We have reiterated our Neutral recommendation on IntercontinentalExchange Inc. (ICE) based on strong fundamentals, which are partially offset by the expected negative impact of regulations and uncertain industry trends.

The company’s second quarter operating earnings of $1.69 per share were substantially ahead of the Zacks Consensus Estimate of $1.60 and $1.51 reported in the year-ago period.

IntercontinentalExchange’s competitive strength lies in its diverse array of products and broad range of risk management services including trade execution, market data, pre- and post-trade processing and clearing services on an integrated platform.

The company has demonstrated immense growth potential in its futures and OTC markets, thereby gaining a competitive leverage. Over the past several quarters, the company has launched multiple new coal, natural gas and gas oil futures contracts, in order to extensively penetrate the rapidly expanding energy sphere.

IntercontinentalExchange’s organic growth is also significantly driven by strong growth in contract volumes, average daily commission and transaction fees, among others. Despite the global downturn, the company’s markets have shown resilience due to the consistent client demand for its products and risk management services.

Further, IntercontinentalExchange has a sturdy balance sheet with strong cash, receivables and capital position. While treasury cash exceeds the total debt position, total interest coverage also remains healthy, reflecting minimal capital expending and solid operating cash flow growth. These factors also pave the way for efficient capital deployment, primarily through share repurchases.

However, IntercontinentalExchange’s credit business that required heavy investment for start-up initiatives has significantly weakened from the historical highs due to the ongoing sluggish markets that reduced liquidity.

Also, trading participation in certain markets has become limited based on extraordinary volatility coupled with a sustained period of uncertainty relating to creditworthiness of the counter-parties and inadequate availability of credit. These adverse conditions have resulted in credit-freeze, outflows of client funds and investments, reduced market liquidity losses due to declining asset values and loan defaults.

Additionally, IntercontinentalExchange’s operating performance has been modestly hampered by the financial downturn in 2008 and the company’s expenses have also been increasing, thereby reducing the operating and competitive leverage.

Moreover, IntercontinentalExchange is liable to be marred by new laws that impact its market operations.

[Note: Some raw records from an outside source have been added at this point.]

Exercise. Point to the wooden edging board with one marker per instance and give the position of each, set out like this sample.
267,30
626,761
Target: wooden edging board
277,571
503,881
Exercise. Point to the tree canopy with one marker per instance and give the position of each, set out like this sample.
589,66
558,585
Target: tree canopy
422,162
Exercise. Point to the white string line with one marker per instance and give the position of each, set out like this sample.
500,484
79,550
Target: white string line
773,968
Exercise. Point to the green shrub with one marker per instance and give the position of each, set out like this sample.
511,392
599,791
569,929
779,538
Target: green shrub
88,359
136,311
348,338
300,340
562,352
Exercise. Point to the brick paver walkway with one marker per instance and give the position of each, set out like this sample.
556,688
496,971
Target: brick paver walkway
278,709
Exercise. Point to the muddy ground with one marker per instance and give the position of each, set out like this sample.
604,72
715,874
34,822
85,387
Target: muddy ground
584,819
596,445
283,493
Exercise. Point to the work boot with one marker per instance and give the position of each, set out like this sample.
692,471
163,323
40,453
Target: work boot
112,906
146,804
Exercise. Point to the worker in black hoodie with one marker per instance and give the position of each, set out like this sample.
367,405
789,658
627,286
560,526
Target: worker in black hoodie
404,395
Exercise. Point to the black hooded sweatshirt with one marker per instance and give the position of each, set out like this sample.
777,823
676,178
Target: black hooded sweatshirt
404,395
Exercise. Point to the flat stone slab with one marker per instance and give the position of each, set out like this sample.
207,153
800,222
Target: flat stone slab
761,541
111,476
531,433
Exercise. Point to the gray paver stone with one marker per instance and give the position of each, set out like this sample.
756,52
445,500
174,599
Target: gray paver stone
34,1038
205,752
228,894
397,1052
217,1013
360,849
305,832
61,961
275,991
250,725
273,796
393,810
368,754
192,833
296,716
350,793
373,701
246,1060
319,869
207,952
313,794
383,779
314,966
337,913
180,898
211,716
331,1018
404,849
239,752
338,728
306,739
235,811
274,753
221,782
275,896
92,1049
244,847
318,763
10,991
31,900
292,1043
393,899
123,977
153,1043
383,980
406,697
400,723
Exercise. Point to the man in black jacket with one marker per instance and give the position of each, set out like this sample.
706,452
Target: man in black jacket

In July 2010, the U.S. Commodity Futures Trading Commission (CFTC) determined that certain contracts traded on IntercontinentalExchange perform significant price discovery functions and, therefore, must be traded in compliance with the statutory provisions applicable to significant price discovery contracts.

With respect to this, in July 2011, the company had to lower its adjusted net capital requirements from CDS clearing members, thereby receiving a shot in the arm.

Later, in October 2011, CFTC further proposed that swaps clearing houses will be required to open access to companies with at least $50 million in capital to allow more participants and manage defaults. IntercontinentalExchange could incur additional costs for infrastructural modifications required for the same.

As a result, the Zacks Consensus Estimate for IntercontinentalExchange’s third quarter earnings currently stands at $1.77 per share, up about 25% year-over-year. Of the 16 firms covering the stock, 14 revised their estimates upward, while no downward revisions were witnessed in the last 30 days.

For 2011, earnings are expected to be about $6.85 per share, up 21% year-over-year.

IntercontinentalExchange competes with CME Group Inc. (CME) and NASDAQ OMX Group Inc. (NDAQ). The company currently caries a Zacks #2 Rank, implying a short term Buy rating.